Newsletter January / February 2012
Issued on February 13 2012
Summary
As we start a new year, it is important to take time to consider our experiences of the year past, and to acknowledge the challenges we face, both as a community and as a country, in the year ahead.
Although the Taoiseach and the Tánaiste have both made disability, including mental ill health, their social justice priority, we cannot have confidence that Government understands the impact of the recession on this group. Successive cuts to disability services over the last two Budgets, cuts in the income of people with disabilities, the cut to people”s secondary benefits, such as the fuel allowance, the increase in the threshold for the drug payment scheme, the undermining of the Community Employment schemes, the reduced availability of social housing and housing adaptation grants, all clearly demonstrate the lack of coordinated planning to protect disabled people against the worst effects of the recession.
However, we did make some significant progress in a number of areas that we might not readily identify. Towards the end of last year, Minister Kathleen Lynch reinvigorated the National Disability Strategy (NDS) implementation and monitoring structures, and in doing so she made a commitment to delivering an Implementation Plan within six months. Furthermore, she has involved the City and County Councils and the Department of Public Expenditure and Reform in the NDS implementation process. At the same time, the establishment of Consultative Fora structures in the HSE is something that we have been seeking for many years. This provides us with a real opportunity to work in partnership with the HSE on the realignment and reorientation of services to people with disabilities in the coming years . These are developments that DFI has been explicitly seeking for some time.

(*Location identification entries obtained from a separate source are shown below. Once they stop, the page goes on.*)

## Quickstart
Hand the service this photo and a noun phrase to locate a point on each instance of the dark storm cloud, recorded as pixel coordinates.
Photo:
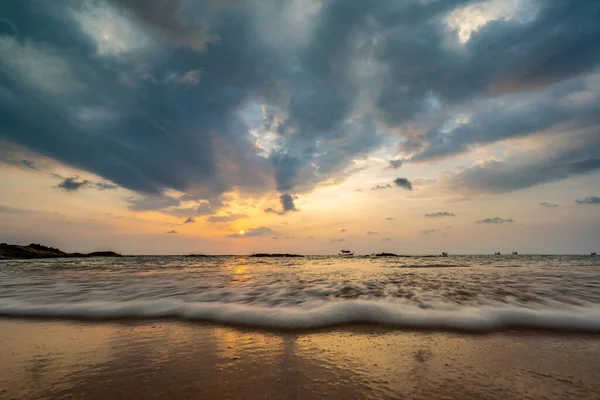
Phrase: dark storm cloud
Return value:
(262, 231)
(167, 18)
(494, 220)
(564, 161)
(588, 200)
(73, 184)
(548, 205)
(403, 183)
(366, 64)
(441, 214)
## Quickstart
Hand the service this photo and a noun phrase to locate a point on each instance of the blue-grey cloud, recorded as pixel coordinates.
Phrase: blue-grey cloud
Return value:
(73, 184)
(403, 183)
(494, 220)
(252, 232)
(588, 200)
(172, 104)
(548, 205)
(440, 214)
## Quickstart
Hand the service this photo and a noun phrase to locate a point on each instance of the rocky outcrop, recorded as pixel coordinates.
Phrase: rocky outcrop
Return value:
(34, 250)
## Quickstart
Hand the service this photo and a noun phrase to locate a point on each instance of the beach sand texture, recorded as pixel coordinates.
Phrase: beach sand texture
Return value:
(54, 359)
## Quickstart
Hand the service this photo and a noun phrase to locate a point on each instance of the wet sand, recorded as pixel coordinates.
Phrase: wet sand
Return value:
(142, 360)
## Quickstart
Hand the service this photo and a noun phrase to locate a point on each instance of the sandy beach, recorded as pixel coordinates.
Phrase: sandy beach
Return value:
(167, 359)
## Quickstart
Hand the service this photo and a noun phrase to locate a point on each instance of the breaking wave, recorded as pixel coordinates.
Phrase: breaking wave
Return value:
(402, 316)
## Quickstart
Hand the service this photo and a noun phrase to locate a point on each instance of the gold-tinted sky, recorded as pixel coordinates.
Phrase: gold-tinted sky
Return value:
(409, 127)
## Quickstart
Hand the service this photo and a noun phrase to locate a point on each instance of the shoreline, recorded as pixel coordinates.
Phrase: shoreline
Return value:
(129, 359)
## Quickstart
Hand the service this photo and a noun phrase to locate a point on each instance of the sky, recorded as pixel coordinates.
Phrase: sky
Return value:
(301, 126)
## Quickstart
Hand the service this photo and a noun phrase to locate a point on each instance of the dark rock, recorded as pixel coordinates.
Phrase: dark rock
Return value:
(34, 250)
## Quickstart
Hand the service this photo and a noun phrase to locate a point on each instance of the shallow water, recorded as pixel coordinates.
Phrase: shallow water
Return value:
(456, 292)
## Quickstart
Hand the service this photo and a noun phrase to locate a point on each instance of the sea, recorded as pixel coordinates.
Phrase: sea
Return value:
(463, 293)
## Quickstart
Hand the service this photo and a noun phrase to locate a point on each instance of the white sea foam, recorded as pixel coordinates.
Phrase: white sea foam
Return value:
(469, 319)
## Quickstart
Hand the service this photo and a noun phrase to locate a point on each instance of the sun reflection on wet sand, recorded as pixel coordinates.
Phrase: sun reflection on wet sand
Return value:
(54, 359)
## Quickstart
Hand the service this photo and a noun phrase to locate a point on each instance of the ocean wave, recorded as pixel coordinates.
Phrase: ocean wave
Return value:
(466, 319)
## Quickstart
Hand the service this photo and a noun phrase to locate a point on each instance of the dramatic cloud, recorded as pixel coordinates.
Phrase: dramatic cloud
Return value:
(495, 220)
(378, 187)
(588, 200)
(226, 218)
(262, 231)
(548, 205)
(403, 183)
(150, 203)
(254, 97)
(104, 186)
(395, 164)
(441, 214)
(73, 184)
(287, 205)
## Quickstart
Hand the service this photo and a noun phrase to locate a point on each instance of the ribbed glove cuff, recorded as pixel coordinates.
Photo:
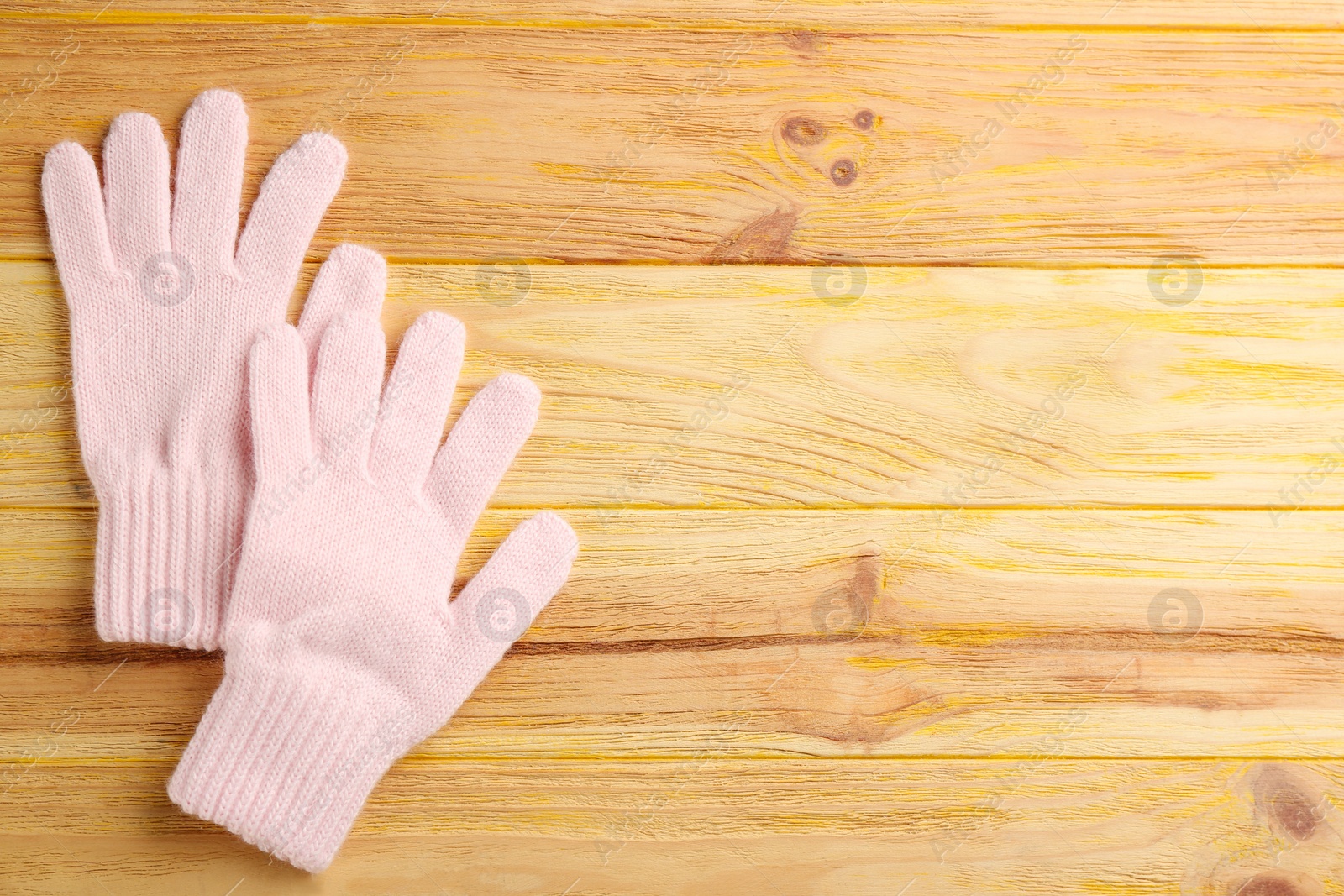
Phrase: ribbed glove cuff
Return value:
(165, 558)
(286, 761)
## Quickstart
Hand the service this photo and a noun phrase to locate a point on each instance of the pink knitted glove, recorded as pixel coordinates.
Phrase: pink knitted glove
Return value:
(342, 647)
(161, 316)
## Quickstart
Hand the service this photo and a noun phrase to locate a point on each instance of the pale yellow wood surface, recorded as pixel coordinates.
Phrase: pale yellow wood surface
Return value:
(816, 16)
(953, 387)
(689, 145)
(1019, 578)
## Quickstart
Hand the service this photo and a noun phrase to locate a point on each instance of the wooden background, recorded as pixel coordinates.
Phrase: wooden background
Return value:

These moves by the Government, to pay closer attention to disability issues and engage with stakeholders, are welcome. But to achieve progress on the ground they have to be backed up with coherent, practical proposals from our side, proposals that do not ignore the environment in which the Government is operating. Moreover, we anticipate other developments that will help, particularly a requirement that substantive Cabinet memoranda be disability-proofed and the passage of mental capacity legislation that should allow ratification of the UN Convention on the Rights of Persons with Disabilities.
All of these changes make it easier for us to highlight areas where generic services can be improved to enable access for people with disabilities, and where disability-specific supports are critical to participation. We need to be alert to those opportunities, and share our information and experience to work effectively with the government at local, regional and national levels. In light of the challenges faced and the opportunities opening up, the voluntary disability sector must lead the way. From our work at the coalface, we are in a position to “tell it like it is”, and we have the local knowledge to enable us to offer creative, value for money solutions.
Unless we work actively to get practical implementation of policy, we will see the infrastructure that supports people with disabilities wither even further.
The Government has committed to disability as its social justice priority, and we can contribute to making that a reality. The NDS Implementation Plan is central. DFI will be a keen partner in that project.